Poetry / August 2009 (Issue 8)


Two Poems

by Divya Rajan

Factory Girls

The rules say, once in four hours,
so we, the ladies from the country
don't drink water. We wait to pee,
the stopwatch waiting to go tick.
The rules say, not more than ten minutes
in the bathroom total. So we sign in
when we enter and sign out,
when we leave. Ten minutes total.
Our minds and hearts lighter, after.
Sometimes we don't pee.
We take the pee- break
to peek out of the windows
up the narrow bathrooms, devouring
odors of acid salts and chimney fumes
sprinkled oddly with desiccated leaves
borne by acacias that might be still living
a mile away. From behind glass frames, scarred
with moth- like mausoleum fires, we
pore at tall steel buildings, megaliths
with stretched spines,
new ones preceding the old.
They kiss the sky with corroded lips
the shade of jaded gray.
They kiss and make love,
the dark fumes rising,
the smell dissipating, enveloping
skies that'll never be auburn again.
We see no stars in the gray spread,
no clouds. The sun, we cup
in our timid fists, let sprout, and sneak
into the work zone where we roll
tobacco leaves into origami cigars.
The inspector can tell
the leaves from right to left.
We try to be fast. We work hard
to kill people we don't know.
The ones who can afford
to die.


ganesha speaks

      "For those who believe, an explanation
      is unnecessary.
      For those, who don´t believe, an explanation
      is impossible."
      - St.

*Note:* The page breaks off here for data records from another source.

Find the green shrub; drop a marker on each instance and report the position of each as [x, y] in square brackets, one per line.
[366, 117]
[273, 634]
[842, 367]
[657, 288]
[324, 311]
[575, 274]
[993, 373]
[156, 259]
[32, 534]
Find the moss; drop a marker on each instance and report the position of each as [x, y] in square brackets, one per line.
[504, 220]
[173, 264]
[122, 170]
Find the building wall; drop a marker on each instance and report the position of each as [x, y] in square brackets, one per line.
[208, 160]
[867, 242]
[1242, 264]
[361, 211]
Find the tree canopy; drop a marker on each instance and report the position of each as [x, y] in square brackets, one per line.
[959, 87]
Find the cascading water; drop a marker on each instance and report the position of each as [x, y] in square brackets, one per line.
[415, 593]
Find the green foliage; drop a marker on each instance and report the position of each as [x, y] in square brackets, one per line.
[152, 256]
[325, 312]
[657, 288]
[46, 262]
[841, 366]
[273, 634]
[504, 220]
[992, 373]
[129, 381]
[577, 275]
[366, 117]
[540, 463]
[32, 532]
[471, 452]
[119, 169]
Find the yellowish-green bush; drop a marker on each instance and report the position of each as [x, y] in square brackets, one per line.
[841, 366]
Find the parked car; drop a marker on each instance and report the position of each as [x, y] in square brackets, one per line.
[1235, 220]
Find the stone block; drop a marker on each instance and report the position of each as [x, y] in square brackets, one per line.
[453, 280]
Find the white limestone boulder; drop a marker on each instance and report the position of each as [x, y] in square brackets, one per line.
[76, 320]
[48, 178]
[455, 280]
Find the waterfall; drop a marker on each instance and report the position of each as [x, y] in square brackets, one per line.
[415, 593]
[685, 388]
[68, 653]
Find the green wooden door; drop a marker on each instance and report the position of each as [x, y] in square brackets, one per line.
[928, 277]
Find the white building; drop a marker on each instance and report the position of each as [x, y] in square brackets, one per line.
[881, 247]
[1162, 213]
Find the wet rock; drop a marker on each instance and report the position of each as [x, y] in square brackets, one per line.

Bernadette of Lourdes

the last time he was fed, he sucked up
all the milk little by little and it was all over
the news, milk cans disappeared like wild
storms in Sundarbans, skeptics breathed hard,
laughed at this mumbo- jumbo talk about ganesha
coming alive in temples and pooja rooms,
ever heard of capillary action, they winced
and sighed, oh these people, they can be so
utterly gullible and ganesha stopped drinking milk,
he didn't care a damn about the negative
attention, his benevolent belly craved for orange
pedhas, preferably stuffed with saline, roasted almonds,
and pedhas disappeared from devotees' carefully
laid silver thalis, his playful trunk swished in a jiffy
neatly lined pedhas and his dove eyes screamed peace, they
sang a song of six pence to believers who believed
and the skeptics didn't hear a ring, ever heard of faith?